First, this complex $C^x_* \subset C_*(M;\Bbb Z)$ is quasi-isomorphic to the whole complex. This is essentially because of the transversality theorem: given any smooth manifold $N$ and map $f: N \to M$, we may modify $f$ by a homotopy to be transverse to $x$; and if $f$ is already transverse to $x$ along some closed subset of $N$, we may keep the homotopy fixed along that subset. This allows us to take cycles in $M$ and obtain homologous cycles lying in $C^x$; similarly if $v \in C^x_*$ is a cycle which is a boundary in $C_*(M;\Bbb Z)$, we may modify the bounding chain by a homotopy, fixed on the boundary, so that in fact $v$ is a boundary in $C^x_*$.

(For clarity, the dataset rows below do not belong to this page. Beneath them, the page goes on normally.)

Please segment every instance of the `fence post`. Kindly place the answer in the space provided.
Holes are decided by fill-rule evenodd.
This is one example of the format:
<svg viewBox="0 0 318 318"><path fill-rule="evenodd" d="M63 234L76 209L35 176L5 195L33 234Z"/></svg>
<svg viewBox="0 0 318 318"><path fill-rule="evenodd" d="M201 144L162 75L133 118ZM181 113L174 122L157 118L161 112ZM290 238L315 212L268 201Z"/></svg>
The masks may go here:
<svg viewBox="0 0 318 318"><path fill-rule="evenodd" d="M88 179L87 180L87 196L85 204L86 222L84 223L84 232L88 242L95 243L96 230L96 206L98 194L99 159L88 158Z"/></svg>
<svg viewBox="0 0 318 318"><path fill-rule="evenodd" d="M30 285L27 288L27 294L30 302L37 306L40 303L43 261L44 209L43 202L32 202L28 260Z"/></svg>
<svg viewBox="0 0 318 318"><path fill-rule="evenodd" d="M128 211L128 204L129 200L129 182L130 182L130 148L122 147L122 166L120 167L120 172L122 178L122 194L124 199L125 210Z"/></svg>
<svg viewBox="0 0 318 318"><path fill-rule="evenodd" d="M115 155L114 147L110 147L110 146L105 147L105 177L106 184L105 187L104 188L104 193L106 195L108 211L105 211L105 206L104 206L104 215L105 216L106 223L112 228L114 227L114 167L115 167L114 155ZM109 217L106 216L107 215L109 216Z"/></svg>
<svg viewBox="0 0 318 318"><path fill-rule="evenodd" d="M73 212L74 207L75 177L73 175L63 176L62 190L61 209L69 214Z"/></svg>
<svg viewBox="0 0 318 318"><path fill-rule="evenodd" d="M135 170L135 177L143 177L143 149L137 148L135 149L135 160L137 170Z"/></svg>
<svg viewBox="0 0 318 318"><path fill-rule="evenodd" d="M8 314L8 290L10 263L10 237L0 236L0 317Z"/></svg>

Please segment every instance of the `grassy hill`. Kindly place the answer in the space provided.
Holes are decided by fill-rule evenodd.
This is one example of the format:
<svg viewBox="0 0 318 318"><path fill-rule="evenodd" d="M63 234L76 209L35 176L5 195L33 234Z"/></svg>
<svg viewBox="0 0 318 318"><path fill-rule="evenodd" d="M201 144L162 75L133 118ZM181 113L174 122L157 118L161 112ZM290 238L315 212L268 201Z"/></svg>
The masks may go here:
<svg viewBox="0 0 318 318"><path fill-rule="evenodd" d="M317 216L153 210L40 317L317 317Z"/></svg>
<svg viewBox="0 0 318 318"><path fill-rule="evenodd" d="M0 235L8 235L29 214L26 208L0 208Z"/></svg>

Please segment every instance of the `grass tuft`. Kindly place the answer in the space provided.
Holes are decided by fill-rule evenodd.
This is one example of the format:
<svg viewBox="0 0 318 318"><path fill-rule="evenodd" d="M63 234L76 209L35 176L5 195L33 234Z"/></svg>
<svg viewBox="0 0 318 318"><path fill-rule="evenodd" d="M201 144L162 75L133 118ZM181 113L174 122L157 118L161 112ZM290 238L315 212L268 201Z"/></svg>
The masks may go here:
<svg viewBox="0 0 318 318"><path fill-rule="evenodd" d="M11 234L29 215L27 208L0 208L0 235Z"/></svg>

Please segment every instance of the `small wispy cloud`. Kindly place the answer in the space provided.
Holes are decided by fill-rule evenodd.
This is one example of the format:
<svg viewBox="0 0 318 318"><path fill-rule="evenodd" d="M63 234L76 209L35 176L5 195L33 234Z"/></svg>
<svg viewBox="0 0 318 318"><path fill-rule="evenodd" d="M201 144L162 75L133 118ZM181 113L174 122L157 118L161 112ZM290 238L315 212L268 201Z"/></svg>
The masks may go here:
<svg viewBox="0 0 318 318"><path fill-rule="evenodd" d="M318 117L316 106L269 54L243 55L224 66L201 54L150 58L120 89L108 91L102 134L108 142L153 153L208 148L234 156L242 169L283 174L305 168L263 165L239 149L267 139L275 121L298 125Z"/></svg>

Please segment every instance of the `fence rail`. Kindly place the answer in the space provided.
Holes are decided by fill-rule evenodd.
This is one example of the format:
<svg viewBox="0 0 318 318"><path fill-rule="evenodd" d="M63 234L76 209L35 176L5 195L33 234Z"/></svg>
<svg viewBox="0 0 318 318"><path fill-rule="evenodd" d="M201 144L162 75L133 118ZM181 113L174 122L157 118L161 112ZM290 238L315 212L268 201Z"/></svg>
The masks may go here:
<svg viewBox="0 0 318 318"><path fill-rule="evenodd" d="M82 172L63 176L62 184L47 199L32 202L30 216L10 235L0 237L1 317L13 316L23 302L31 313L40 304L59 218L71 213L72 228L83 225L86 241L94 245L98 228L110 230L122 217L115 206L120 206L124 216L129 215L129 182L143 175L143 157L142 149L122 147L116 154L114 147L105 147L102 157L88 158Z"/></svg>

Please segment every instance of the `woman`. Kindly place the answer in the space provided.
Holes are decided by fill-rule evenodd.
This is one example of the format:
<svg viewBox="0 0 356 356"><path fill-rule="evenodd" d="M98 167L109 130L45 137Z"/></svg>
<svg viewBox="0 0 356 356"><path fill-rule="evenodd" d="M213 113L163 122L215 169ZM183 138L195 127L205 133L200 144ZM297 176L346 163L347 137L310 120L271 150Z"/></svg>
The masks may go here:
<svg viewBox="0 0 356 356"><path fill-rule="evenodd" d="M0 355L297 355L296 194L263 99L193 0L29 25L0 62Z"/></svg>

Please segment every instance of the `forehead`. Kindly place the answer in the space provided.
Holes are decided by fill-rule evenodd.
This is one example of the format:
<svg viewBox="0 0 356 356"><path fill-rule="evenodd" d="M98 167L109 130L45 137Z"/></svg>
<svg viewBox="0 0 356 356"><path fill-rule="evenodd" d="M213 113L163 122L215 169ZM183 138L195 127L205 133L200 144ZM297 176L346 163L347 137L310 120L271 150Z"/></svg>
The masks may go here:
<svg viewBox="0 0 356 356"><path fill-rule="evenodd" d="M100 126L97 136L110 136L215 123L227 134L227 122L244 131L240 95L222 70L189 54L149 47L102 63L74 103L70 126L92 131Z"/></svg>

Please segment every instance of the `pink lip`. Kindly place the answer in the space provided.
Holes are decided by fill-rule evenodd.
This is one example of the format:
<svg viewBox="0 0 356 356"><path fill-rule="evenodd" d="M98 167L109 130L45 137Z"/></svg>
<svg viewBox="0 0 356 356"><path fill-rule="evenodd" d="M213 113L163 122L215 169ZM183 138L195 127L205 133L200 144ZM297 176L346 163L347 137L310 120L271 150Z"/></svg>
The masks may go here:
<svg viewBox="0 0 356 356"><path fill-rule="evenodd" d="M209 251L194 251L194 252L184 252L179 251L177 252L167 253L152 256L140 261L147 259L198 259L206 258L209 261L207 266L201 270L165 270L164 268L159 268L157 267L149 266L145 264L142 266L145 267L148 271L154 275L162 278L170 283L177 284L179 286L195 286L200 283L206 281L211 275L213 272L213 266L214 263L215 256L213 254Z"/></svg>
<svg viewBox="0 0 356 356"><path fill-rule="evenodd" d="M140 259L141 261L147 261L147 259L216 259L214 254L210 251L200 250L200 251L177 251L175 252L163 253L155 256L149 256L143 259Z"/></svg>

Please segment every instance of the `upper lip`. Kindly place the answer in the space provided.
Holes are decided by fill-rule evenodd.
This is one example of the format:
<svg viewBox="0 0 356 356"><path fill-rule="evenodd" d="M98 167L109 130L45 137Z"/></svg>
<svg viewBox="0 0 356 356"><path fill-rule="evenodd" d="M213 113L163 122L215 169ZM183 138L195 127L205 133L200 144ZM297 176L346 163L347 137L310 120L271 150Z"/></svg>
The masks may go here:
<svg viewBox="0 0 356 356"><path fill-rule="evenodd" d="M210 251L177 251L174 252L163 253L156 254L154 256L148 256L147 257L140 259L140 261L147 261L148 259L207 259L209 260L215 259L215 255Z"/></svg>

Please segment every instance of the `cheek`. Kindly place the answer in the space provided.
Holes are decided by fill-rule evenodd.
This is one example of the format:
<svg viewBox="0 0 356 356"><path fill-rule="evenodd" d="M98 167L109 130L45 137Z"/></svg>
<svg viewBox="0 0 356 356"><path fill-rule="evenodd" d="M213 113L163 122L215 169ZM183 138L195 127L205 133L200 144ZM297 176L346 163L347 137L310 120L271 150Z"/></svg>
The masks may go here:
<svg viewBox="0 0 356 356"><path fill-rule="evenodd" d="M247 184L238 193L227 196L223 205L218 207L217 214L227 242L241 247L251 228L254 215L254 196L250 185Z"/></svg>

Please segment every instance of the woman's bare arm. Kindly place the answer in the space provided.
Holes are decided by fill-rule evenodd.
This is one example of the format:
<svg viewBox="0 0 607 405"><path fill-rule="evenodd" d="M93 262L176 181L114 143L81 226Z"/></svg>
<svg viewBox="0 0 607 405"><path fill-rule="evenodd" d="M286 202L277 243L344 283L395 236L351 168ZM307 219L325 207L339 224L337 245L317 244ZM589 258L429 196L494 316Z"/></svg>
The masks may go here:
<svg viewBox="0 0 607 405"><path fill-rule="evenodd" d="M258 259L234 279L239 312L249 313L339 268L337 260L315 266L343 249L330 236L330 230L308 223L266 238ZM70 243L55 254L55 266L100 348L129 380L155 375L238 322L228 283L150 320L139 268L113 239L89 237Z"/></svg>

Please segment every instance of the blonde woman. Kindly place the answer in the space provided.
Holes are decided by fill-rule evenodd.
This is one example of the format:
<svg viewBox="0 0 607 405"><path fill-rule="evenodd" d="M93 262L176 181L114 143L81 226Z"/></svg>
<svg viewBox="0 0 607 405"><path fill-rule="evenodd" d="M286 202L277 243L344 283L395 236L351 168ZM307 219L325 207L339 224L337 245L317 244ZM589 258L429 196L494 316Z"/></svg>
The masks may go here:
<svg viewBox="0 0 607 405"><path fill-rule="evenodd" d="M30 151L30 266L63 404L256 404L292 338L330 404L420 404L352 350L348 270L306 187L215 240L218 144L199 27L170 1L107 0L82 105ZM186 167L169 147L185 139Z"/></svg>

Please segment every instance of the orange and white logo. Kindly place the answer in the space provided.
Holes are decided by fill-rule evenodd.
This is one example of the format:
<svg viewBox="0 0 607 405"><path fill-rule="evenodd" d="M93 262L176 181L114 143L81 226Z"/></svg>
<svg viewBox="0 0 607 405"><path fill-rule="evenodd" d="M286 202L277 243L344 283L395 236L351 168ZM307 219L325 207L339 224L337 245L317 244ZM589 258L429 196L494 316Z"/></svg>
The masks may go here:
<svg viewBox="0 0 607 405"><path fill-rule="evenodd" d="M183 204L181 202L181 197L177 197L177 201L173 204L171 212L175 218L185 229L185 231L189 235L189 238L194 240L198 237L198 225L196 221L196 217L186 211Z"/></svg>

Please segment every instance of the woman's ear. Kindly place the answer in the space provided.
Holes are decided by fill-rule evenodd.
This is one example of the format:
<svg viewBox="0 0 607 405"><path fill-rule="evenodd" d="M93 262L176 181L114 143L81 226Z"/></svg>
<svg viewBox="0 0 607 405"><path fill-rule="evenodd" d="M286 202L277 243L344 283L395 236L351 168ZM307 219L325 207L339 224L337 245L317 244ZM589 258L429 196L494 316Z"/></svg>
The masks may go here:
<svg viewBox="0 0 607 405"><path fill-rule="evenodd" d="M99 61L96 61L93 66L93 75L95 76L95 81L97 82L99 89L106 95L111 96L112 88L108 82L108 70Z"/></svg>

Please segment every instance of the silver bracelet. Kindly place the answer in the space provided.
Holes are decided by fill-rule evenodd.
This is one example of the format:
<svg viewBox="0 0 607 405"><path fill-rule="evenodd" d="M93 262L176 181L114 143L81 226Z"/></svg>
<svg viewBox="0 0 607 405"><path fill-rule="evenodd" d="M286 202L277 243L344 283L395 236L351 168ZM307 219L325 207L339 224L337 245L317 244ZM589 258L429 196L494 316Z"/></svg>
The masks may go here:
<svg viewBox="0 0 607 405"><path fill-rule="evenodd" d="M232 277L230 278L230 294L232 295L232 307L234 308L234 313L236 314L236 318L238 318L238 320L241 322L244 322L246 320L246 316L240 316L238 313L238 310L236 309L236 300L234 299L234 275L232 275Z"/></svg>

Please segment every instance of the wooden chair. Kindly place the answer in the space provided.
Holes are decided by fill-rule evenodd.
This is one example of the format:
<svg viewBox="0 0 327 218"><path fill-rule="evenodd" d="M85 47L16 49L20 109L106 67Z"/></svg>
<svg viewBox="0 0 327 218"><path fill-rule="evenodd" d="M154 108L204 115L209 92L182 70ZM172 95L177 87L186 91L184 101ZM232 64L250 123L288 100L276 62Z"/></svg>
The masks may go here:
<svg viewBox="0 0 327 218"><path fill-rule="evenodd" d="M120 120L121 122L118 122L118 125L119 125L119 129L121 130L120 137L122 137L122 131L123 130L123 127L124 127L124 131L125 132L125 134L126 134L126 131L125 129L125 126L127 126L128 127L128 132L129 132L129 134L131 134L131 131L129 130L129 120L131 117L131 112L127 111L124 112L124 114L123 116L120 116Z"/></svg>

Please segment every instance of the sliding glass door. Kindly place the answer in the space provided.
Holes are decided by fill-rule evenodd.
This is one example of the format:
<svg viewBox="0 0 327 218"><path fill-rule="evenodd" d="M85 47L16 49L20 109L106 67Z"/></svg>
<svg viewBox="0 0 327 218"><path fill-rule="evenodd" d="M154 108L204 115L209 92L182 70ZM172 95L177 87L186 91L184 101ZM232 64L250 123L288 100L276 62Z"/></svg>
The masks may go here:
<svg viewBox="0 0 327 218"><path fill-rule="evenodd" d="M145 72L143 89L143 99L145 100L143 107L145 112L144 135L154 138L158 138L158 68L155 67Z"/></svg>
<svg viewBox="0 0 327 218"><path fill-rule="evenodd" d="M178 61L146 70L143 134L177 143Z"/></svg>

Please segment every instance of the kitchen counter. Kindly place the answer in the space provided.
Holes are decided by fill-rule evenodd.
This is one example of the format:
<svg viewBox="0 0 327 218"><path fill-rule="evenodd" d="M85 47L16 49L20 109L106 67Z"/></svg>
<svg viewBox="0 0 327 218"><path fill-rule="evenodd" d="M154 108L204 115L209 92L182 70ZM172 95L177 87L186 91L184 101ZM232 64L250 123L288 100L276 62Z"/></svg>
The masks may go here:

Now if $M$ is oriented, I can define a cocycle $\deg_x: C^x_n \to \Bbb Z$, given by $$\deg_x(\sigma) = \#\left(p \in \Delta^n \mid \sigma(p) = x\right),$$ where this sum is weighted by signs: if $d\sigma_p: \Bbb R^n \to T_x M$ is an oriented isomorphism, count $p$ positively, and if not, count it negatively.

I claim that $\deg_x$ defines a class in $H_n(\text{Hom}(C^x, \Bbb Z)) = H^n(M;\Bbb Z)$, and in fact, this is the usual "fundamental class" of $M$. The picture is that you restrict to those $n$-chains whose boundaries do not cross over $x$, and then $\deg_x(\sigma)$ just counts (with sign) the number of points in the cycle that actually do cross over $x$. This is how one makes sense of the winding number when there is boundary flying around: pick a basepoint to check how often we "wind around at", and make sure the boundary doesn't get in the way.

Note that no matter what $x$ we choose, for a simplex $\sigma: [0,1] \to S^1$ with $\sigma(0) = \sigma(1) \neq x$, we have $\deg_x(\sigma) = \text{Wind}(\sigma)$.